地道な活動実り根絶達成 南海文化賞のマングースバスターズ 今後も外来種侵入に警戒

2024年11月02日

社会・経済 

マングース根絶の宣言発表後、喜びを分かち合う奄美マングースバスターズのメンバーと松田維所長(左端)=2024年9月3日、奄美市名瀬

第45回南海文化賞を受賞した奄美マングースバスターズ(AMB)は、特定外来生物マングースの専従捕獲者チームとして2005年7月1日に結成。奄美大島で防除事業の中心を担い、日々森に分け入ってマングースの捕獲作業に当たった。環境省は24年9月3日に島内全域での根絶を宣言。1993年の捕獲事業開始からの捕獲総数は約3万2千匹で、陸域総面積712平方キロという広い範囲で長期間定着したマングースの根絶例としては世界初という。

 

改良を重ね完成した筒わなを設置するバスターズのメンバー=2012年5月、奄美市住用町

環境省などによると、奄美大島のマングースは1979年ごろ、沖縄から持ち込まれたものが奄美市名瀬で放され定着した。沖縄ではかつてハブやネズミ類の対策のために導入された歴史があるが、奄美大島ではアマミノクロウサギやアマミヤマシギ、昆虫類やカエルなど希少な固有種を捕食しながら森林内まで生息域を拡大。ピーク時の2000年には推定約1万匹まで増えた。

 

地元自治体による捕獲が1993年に始まり、環境庁(当時)も事業調査などを経て2000年から本格的な駆除作業を展開。05年6月施行の外来生物法でマングースが特定外来生物に指定されたことを受けAMBが発足すると、同省から防除事業を受託する一般財団法人自然環境研究センターのプロジェクト専門職員として全国各地から集った12人が雇用された。

 

森の中に定着したマングースを捕獲するため、活動はわなを設置する道づくりから始まった。メンバーは事務所で地図を広げ、古い林道や尾根沿いに深い森の中へ。険しい地形や暑さ、ハブやハチなどの危険生物に悩まされながらも「わなルート」と呼ぶ道を切り開いた。

 

当初、マングース用のわなは存在せず、既存のイタチわなを改良して使用。試行錯誤を繰り返してさらに改良を重ね、奄美大島の環境に対応したわなを開発した。07年には海外先進地を参考に探索犬も導入し、捕獲数が300匹を下回った11年度以降は特に探索犬の発見による捕獲が大きな効果を発揮した。捕獲作業と並行して地元の児童生徒や住民らへの教育活動にも力を入れた。

 

結成から24年10月末までに、全国各地から延べ124人がメンバーとして活躍。現在も8人が在籍し、森の中のわなの撤去作業に従事している。

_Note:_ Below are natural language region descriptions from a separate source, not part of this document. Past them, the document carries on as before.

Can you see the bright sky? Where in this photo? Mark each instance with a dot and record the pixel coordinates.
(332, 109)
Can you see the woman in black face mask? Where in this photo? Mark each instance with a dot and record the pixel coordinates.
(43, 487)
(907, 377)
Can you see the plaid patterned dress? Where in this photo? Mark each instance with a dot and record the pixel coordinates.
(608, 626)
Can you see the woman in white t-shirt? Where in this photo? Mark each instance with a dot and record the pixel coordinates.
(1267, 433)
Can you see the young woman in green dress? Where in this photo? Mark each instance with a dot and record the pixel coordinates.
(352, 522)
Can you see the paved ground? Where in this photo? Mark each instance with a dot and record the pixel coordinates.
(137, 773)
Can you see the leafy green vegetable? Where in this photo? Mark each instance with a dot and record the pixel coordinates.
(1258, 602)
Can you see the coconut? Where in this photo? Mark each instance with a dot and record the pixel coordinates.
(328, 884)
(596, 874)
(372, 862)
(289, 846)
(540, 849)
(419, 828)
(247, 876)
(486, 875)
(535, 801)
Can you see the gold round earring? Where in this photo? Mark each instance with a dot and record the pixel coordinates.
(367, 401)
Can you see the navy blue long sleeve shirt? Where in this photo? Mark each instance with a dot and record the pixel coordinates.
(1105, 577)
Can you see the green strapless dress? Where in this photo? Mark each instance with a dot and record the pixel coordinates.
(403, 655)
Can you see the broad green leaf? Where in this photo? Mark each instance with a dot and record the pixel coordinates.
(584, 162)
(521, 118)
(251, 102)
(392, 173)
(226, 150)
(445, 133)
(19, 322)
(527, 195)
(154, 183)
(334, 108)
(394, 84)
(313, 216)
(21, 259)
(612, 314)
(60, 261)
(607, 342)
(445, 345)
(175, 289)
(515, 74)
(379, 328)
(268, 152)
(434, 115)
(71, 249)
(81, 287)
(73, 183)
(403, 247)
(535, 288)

また、初期メンバーの一人は相棒の探索犬と共に沖縄へ移住してやんばる(沖縄島北部)でマングース防除に取り組むなど、長年の経験と専門知識を生かした活動が広がっている。

 

マングースの根絶宣言後も、防除事業は完了していない。今後も再侵入と別の外来種侵入への備えを進めるほか、モニタリング調査のためにこれまでバスターズが管理してきた自動撮影カメラも継続するという。山中の記録は在来種の回復状況を確認するためにも重要な資料で、関係者は保全や生態研究などへの活用を期待している。

 

自然研究センター奄美大島事務所の松田維所長(55)は「メンバー一人一人が島の自然を元に戻そうと真剣に取り組んできた。マングースの根絶達成の要因は、とにかく人材に恵まれたということに尽きる。この先も沖縄からの再侵入などに警戒しながら迅速に対応していく」と語った。